The history of Auschwitz
Though our tour started with Birkenau, I will begin at the beginning…with Auschwitz.
Auschwitz I was the original camp and it served as the administrative center for the whole complex. A former Polish military base, the SS converted it into a concentration camp in 1940.
It was originally used for interning Polish intellectuals, members of the resistance movement and Soviet Prisoners of War but eventually became the final destination for hundreds of thousands of Jews.
As you pass through the main gate, it bears the immortal inscription, “Arbeit Macht Frei” (“Work Makes You Free”).
An outrageously cynical inscription considering no one was ever set free from this camp. The only liberation from Auschwitz came in the gas chambers.
In 1942, at the Wansee conference, Hitler rubber-stamped the wholesale extermination of the Jews and things immediately ramped up at Auschwitz. The increased need for space in the concentration camps led to the rapid construction of Auschwitz II – Birkenau, the largest and most savage of all the Nazi death factories.
The horrors of Birkenau
At more than 400 acres, Birkenau was created solely to expedite mass executions.
The barracks were hastily thrown together and only used by those few deemed fit for labor. All others, including all women and children, were sent to the gas chambers immediately upon arrival.
As we stood in the gas chamber, our guide explained why the people went willingly, for the most part, to the camps.
They were promised work and a new start for their families at the labor camps right up until the minute they walked into the gas chamber.
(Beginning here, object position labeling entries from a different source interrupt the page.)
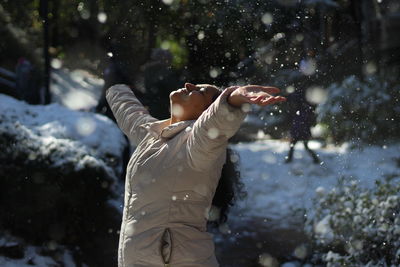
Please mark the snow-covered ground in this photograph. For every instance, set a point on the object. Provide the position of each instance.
(275, 189)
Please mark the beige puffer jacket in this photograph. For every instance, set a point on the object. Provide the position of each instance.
(170, 182)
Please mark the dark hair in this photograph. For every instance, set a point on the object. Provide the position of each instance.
(229, 188)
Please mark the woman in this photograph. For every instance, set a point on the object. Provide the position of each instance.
(173, 174)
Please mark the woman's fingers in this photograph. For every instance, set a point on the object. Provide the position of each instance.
(272, 100)
(267, 89)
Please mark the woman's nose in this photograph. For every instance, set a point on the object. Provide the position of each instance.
(190, 86)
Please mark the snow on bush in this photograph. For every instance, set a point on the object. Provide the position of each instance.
(361, 110)
(352, 226)
(61, 137)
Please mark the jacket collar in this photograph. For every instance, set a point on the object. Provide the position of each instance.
(162, 128)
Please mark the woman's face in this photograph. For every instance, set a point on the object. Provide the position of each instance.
(188, 103)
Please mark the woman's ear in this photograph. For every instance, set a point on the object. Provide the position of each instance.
(190, 86)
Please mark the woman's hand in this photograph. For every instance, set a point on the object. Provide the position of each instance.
(254, 94)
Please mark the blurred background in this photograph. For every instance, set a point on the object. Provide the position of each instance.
(62, 157)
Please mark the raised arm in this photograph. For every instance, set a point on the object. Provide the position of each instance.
(221, 121)
(128, 111)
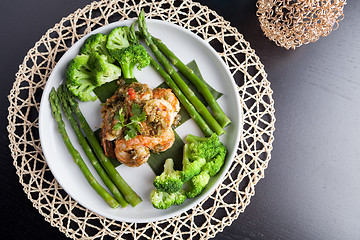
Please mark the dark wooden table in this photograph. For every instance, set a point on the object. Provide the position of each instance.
(311, 188)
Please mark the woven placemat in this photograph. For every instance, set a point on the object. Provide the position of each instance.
(207, 218)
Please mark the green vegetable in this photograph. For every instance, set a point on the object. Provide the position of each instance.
(124, 48)
(103, 71)
(191, 166)
(204, 127)
(96, 43)
(130, 57)
(133, 127)
(197, 184)
(164, 200)
(120, 183)
(209, 148)
(118, 39)
(200, 86)
(170, 180)
(88, 151)
(56, 112)
(79, 78)
(200, 107)
(182, 98)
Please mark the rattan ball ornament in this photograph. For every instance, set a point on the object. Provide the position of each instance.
(292, 23)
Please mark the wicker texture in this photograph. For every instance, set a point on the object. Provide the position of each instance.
(210, 216)
(291, 24)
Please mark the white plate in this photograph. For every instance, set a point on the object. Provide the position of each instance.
(187, 46)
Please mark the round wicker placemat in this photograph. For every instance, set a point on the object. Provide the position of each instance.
(207, 218)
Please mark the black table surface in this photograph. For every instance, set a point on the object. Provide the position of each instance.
(311, 188)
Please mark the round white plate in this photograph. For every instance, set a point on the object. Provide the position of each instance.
(187, 46)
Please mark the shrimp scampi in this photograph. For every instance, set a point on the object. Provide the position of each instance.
(155, 134)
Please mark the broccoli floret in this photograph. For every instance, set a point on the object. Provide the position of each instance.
(203, 146)
(197, 184)
(118, 39)
(213, 165)
(79, 78)
(103, 70)
(96, 44)
(191, 166)
(131, 56)
(170, 180)
(164, 200)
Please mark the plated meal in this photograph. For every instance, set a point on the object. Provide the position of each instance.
(128, 98)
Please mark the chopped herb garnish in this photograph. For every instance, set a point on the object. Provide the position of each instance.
(133, 127)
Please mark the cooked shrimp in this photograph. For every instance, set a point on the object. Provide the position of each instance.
(168, 95)
(138, 92)
(136, 151)
(163, 109)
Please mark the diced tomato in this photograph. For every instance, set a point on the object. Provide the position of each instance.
(132, 94)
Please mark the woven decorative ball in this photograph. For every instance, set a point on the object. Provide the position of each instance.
(292, 23)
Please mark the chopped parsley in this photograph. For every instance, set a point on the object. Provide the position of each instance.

They endured long train rides in packed cars from all parts of Europe to Birkenau.
When they arrived, they were separated from their luggage and told that it would be waiting for them in their new barracks. After disinfectant showers (welcome news after the long and uncomfortable train ride) they would each be assigned jobs based on their abilities.
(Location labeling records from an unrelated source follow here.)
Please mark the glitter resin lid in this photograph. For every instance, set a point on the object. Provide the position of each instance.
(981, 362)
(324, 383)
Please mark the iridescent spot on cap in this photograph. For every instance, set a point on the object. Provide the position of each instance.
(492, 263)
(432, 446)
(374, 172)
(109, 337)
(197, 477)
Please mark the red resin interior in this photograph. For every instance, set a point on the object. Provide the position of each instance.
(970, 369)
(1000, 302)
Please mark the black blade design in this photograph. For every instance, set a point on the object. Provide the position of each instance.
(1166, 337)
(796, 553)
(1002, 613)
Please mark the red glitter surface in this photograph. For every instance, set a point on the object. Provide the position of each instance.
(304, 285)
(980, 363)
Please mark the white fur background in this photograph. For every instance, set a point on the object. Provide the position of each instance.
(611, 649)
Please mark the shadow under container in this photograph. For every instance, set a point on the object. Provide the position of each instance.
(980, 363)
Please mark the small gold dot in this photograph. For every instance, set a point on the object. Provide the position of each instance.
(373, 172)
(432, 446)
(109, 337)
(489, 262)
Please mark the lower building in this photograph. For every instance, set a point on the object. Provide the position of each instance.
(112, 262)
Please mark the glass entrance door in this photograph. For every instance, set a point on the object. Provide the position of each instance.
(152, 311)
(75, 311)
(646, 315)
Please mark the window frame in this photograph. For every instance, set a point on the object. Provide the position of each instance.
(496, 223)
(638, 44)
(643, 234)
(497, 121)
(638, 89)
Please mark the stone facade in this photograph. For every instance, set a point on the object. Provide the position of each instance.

They were sent into a chamber to undress and then into another for their shower. The gas chambers were even staged with what appeared to be shower heads. But as soon as the doors were closed, the cans of Zyklon B gas were dropped in through a hole in the ceiling.
The gas chambers and crematoriums of Auschwitz and Birkenau could accommodate thousands per day and operated at full capacity from 1942 up until its liberation in January, 1945.
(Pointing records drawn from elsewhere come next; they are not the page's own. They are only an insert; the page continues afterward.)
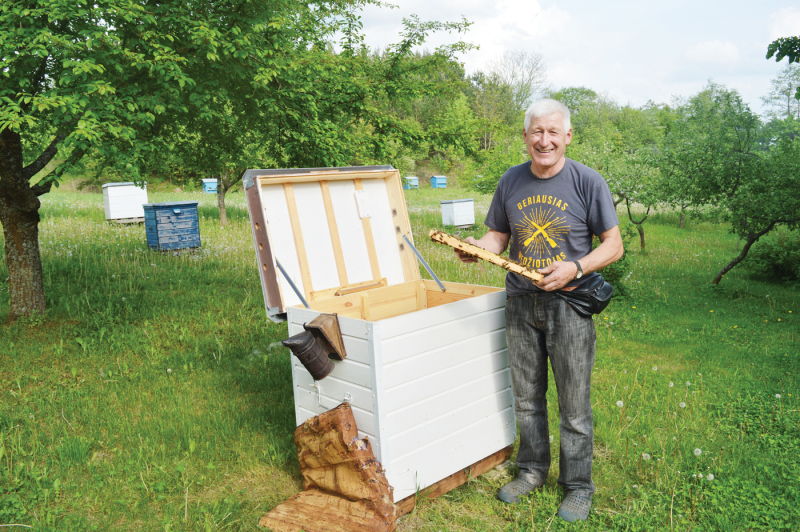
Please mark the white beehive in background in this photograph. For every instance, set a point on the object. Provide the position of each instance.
(426, 371)
(460, 213)
(123, 202)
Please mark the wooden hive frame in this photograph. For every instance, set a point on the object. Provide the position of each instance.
(402, 333)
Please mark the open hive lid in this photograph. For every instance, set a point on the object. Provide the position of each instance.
(334, 230)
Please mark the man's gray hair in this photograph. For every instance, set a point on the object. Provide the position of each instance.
(544, 108)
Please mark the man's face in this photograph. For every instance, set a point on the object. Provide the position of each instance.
(546, 142)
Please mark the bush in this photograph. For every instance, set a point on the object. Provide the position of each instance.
(618, 272)
(506, 153)
(776, 256)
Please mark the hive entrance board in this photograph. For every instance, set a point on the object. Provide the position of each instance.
(426, 371)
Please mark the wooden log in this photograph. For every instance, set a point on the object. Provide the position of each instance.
(453, 481)
(345, 487)
(475, 251)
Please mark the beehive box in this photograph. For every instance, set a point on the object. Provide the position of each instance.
(172, 225)
(460, 213)
(123, 202)
(426, 371)
(210, 186)
(410, 182)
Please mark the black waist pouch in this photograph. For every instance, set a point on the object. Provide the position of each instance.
(591, 298)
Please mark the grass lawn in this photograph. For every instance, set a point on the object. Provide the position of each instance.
(154, 395)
The barracks of Auschwitz contain many disturbing exhibits of items recovered when the camp was liberated in 1945.
There are entire rooms full of clothing, shoes and luggage, marked clearly with name and town, so it could be recovered by its owner after a shower. Even pots and pans, which clearly indicated that the people arriving here were certain they were starting a new life – why else carry pots and pans?
There was also a display with several tons of human hair bound for a German textile factory at the time the camp was liberated. (Prisoner’s heads were shaved when they were removed from the gas chambers.)
As startling as the displays were at Auschwitz, I was especially moved by the pure scale of Birkenau. By comparison, Auschwitz (a former military barracks) looks reminiscent of a university campus while Birkenau – just 3km away – is a vast, desolate field with only rudimentary living quarters.
When you picture a concentration camp in your mind, it is likely Birkenau that you see.
The solitary train tracks still run through the center of the camp, ending at the doorstep of the gas chamber. Those deemed fit for work endured a miserable existence in harsh living conditions and forced labor. Most survived only a few months, at best.
As you walk the massive grounds and along the train tracks, it is impossible not to envision the people who arrived here…who they were, where they came from.
The emotional impact of visiting a place like Auschwitz Birkenau is indescribable. You can read the history and know the terrifying story, but standing on that hallowed ground and walking in the footsteps of those who perished there transcends anything that can be gleaned from a book or a movie.
I will forever see those train tracks in my mind.
It is an experience I will carry with me for the rest of my life.